Options to improve overall ingest timeframes

261 views
Skip to first unread message

er...@infogetics.com

unread,
Oct 21, 2015, 12:13:40 PM10/21/15
to islandora
Greetings,

First an overview of where we are now. Then a question as to how to speed up ingestion times.

We have had a successful first few months with Islandora internally and are beginning to process of mass ingesting objects. We have several terabytes of available material, although it doesn't all need to be loaded before our February go-live date. Our primary content models are large images, books and newspapers. Our video content is hosted on Vimeo so does not present a significant ingest burden.

Using Python scripting and Drush batch ingest commands we have implemented fully automated hot folders where our staff drops documents as they are scanned.
Our scripts then collate these files to create the folder structures Drush is expecting. After "collation" the files are associated with a custom ingestion manifest and FTP'd to our Islandora server which has several TB of attached SSD storage (Amazon AWS). On the Islandora server, a chron job runs and ingests the uploaded objects according to the instructions embedded in the manifest (the manifest specifies parent pids, cmodel, etc).

We have timed the process to take approx. 40 minutes / gigabyte. There are two bottlenecks we are seeing.

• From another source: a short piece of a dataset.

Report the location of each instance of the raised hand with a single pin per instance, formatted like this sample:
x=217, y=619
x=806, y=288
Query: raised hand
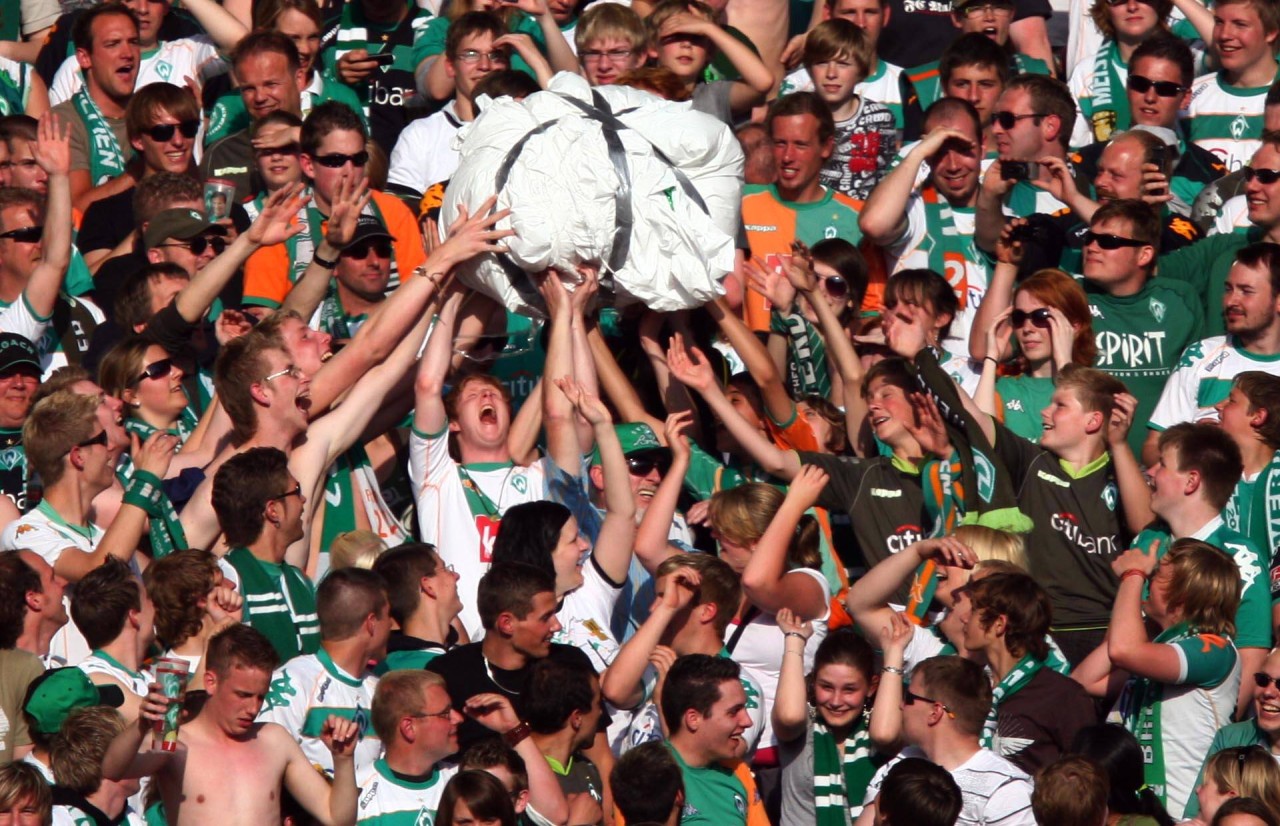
x=53, y=149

The first bottleneck is 40% of the process is spent uploading to AWS. We can address this via several methods out of scope for this group. (ie. we can mail Amazon a hd if we are in a real hurry).

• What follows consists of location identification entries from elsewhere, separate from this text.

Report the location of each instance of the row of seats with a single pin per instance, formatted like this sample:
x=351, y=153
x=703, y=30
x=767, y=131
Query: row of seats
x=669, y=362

The second bottleneck is actual ingestion via the Drush batch ingest command, which creates derivatives and performs the Fedora ingestion. We are seeing approx. 50% (20 min. / gb) of our processing time in this area.

Here are my thoughts so far on how to speed things up. Can someone with more insight weigh in with suggestions?

1. I have observed, Islandora only allows a single ingest process to run at a time. (ie ingest lock ini drupal semaphore table). So running Islandora on a beefier machine and doing multiple ingests doesn't seem to be an option. I also doubt that increasing the processing power (number of cores) will help much either. Am I correct in these assumptions?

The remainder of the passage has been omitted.